AgentSkillsCN

web-scraping-pro

方向指引工作流

SKILL.md
--- frontmatter
name: web-scraping-pro
description: Advanced web scraping with Cloudflare bypass, JavaScript rendering, and structured data extraction. Use when regular fetch fails, site has bot protection, or you need to extract structured data from complex pages. Includes Crawl4AI, Jina Reader, and custom extractors.

Web Scraping Pro

Advanced scraping that handles modern anti-bot protections.

When to Use

  • Regular web_fetch returns 403/Cloudflare
  • Need to scrape JavaScript-rendered content
  • Want structured data extraction (not just HTML)
  • Dealing with bot protection (Cloudflare, Akamai)

Quick Start

Option 1: Jina Reader (Easiest, Free)

bash
# Just prepend r.jina.ai to any URL
curl "https://r.jina.ai/https://example.com"

# Or use the script
node skills/web-scraping-pro/scripts/jina-fetch.js "https://example.com"

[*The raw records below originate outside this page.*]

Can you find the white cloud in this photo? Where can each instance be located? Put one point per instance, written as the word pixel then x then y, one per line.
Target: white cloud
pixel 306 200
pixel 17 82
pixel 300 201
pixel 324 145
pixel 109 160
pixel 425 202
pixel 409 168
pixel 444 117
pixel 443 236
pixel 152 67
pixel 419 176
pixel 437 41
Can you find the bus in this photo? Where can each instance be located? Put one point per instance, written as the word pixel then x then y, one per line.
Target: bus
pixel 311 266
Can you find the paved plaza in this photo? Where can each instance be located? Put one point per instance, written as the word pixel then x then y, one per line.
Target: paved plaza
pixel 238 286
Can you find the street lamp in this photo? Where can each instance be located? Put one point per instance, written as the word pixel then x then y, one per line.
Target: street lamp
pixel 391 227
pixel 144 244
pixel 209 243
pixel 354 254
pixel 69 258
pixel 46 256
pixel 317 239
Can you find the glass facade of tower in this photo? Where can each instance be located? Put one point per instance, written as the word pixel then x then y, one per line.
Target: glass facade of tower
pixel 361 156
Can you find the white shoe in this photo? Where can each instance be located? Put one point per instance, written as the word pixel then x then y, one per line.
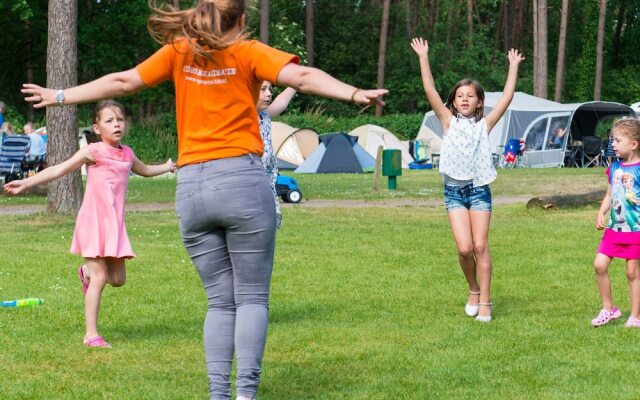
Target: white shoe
pixel 483 318
pixel 472 309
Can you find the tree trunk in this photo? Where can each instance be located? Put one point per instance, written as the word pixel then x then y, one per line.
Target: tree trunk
pixel 561 51
pixel 65 194
pixel 599 51
pixel 383 49
pixel 264 21
pixel 309 33
pixel 540 80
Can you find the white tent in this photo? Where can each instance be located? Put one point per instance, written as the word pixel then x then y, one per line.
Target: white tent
pixel 370 137
pixel 291 144
pixel 534 120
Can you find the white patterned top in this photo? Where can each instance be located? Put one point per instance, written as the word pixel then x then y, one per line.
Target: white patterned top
pixel 465 153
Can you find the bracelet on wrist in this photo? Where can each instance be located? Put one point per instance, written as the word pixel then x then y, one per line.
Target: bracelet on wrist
pixel 353 95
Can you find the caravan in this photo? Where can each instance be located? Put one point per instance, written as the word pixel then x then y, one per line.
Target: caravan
pixel 537 121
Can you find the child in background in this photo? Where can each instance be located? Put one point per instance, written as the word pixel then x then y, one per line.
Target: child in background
pixel 100 234
pixel 266 110
pixel 466 166
pixel 621 237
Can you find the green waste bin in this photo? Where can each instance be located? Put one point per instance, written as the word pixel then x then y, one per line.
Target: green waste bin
pixel 392 166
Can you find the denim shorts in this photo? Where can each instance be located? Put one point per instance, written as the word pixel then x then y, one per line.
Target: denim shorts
pixel 469 197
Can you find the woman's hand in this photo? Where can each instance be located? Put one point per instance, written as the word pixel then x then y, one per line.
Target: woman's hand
pixel 420 46
pixel 15 187
pixel 39 96
pixel 515 57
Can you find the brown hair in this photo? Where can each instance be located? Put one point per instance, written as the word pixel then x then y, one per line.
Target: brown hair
pixel 479 92
pixel 207 25
pixel 630 127
pixel 97 110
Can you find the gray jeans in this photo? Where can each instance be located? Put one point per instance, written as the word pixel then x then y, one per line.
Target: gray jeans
pixel 227 221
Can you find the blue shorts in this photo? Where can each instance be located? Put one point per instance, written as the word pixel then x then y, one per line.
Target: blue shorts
pixel 469 197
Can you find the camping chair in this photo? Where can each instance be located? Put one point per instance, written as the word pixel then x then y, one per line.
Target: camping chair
pixel 591 151
pixel 12 157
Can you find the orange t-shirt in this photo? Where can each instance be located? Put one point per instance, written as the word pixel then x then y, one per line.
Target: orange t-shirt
pixel 216 100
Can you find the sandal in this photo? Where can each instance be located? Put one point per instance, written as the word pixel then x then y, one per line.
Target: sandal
pixel 97 341
pixel 485 318
pixel 85 285
pixel 472 309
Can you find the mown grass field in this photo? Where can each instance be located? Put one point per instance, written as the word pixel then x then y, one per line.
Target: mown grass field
pixel 367 303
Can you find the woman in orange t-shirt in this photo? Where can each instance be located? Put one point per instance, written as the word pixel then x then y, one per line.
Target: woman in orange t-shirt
pixel 223 199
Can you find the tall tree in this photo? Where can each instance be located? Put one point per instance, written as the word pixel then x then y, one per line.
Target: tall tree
pixel 597 88
pixel 62 127
pixel 264 21
pixel 469 23
pixel 383 48
pixel 557 95
pixel 540 51
pixel 309 28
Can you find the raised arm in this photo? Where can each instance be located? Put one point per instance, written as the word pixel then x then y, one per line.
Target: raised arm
pixel 509 89
pixel 421 47
pixel 314 81
pixel 117 84
pixel 281 102
pixel 145 170
pixel 81 157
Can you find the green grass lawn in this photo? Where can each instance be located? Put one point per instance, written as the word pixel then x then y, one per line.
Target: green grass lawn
pixel 424 184
pixel 366 304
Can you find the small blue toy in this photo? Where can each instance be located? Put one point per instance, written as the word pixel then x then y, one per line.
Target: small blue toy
pixel 288 189
pixel 23 302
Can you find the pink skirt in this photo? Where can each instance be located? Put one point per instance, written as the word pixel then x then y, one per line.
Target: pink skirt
pixel 625 251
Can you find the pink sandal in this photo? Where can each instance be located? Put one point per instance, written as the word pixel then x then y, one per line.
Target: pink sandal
pixel 85 285
pixel 97 341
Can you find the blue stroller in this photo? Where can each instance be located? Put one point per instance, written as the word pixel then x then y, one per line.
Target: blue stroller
pixel 12 157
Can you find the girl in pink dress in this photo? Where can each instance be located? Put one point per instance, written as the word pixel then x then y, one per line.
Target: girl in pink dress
pixel 621 237
pixel 100 235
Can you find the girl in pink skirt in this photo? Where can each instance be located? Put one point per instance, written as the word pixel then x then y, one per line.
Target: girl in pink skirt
pixel 100 235
pixel 621 237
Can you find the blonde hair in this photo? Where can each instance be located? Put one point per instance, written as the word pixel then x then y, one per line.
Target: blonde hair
pixel 208 25
pixel 630 127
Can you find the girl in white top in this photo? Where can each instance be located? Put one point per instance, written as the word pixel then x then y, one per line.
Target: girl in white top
pixel 467 169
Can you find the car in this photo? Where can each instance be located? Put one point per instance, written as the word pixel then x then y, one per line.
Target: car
pixel 288 190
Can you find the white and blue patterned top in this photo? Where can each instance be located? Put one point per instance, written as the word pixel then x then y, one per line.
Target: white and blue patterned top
pixel 269 160
pixel 465 153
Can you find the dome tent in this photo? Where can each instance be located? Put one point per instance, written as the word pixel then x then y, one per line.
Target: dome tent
pixel 370 137
pixel 337 153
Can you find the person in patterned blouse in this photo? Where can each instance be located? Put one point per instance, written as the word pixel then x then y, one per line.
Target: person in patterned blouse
pixel 267 109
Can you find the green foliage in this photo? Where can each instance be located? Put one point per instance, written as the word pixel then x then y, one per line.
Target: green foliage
pixel 154 139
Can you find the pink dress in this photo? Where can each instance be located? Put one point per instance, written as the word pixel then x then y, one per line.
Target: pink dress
pixel 100 229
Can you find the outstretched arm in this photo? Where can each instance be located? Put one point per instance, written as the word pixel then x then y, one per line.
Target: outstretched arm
pixel 515 58
pixel 117 84
pixel 421 47
pixel 280 103
pixel 314 81
pixel 81 157
pixel 145 170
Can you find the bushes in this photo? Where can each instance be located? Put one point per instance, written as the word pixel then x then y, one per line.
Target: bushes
pixel 154 139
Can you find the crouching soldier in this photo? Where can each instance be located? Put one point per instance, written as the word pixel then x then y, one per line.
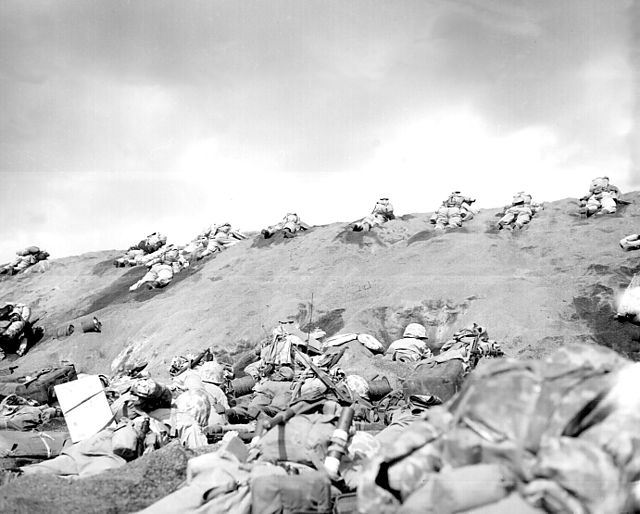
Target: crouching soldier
pixel 631 242
pixel 25 259
pixel 159 275
pixel 602 197
pixel 17 330
pixel 453 211
pixel 520 212
pixel 412 347
pixel 382 212
pixel 136 253
pixel 220 237
pixel 289 225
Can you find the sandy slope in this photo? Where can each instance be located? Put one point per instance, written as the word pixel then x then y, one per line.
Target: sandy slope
pixel 552 283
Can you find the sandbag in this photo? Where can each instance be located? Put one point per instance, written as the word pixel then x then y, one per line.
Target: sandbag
pixel 371 343
pixel 29 250
pixel 438 379
pixel 307 492
pixel 512 504
pixel 345 504
pixel 243 361
pixel 44 445
pixel 40 386
pixel 25 418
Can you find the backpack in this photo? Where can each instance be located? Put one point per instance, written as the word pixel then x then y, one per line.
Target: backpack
pixel 303 439
pixel 303 493
pixel 442 379
pixel 598 184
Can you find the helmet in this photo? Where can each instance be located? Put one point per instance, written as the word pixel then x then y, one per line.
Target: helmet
pixel 212 372
pixel 286 372
pixel 193 381
pixel 415 330
pixel 358 385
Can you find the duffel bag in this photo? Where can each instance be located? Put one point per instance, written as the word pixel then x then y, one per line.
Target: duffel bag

Option 2: Crawl4AI (Most Powerful, Free)

bash
# Install
pip install crawl4ai
playwright install

# Use via script
python skills/web-scraping-pro/scripts/crawl4ai-fetch.py "https://example.com"

Option 3: Firecrawl (API, has free tier)

bash
# Set API key
export FIRECRAWL_API_KEY=your_key

# Fetch
node skills/web-scraping-pro/scripts/firecrawl-fetch.js "https://example.com"

Available Scripts

scripts/jina-fetch.js

Fetch via Jina Reader API. Free, no setup, handles most sites.

  • ✅ Free unlimited
  • ✅ Returns clean markdown
  • ❌ Some sites block

scripts/crawl4ai-fetch.py

Full browser scraping with Crawl4AI. Most capable option.

  • ✅ Free, local
  • ✅ Handles JS rendering
  • ✅ Built-in extraction
  • ❌ Slower, needs setup

scripts/firecrawl-fetch.js

Firecrawl API for reliable scraping.

  • ✅ Very reliable
  • ✅ Clean output
  • ❌ Paid after free tier

scripts/multi-fetch.js

Try multiple methods in fallback order.

scripts/extract-structured.py

Extract structured data (tables, lists, specific elements).

Jina Reader Features

bash
# Basic fetch (returns markdown)
curl "https://r.jina.ai/https://example.com"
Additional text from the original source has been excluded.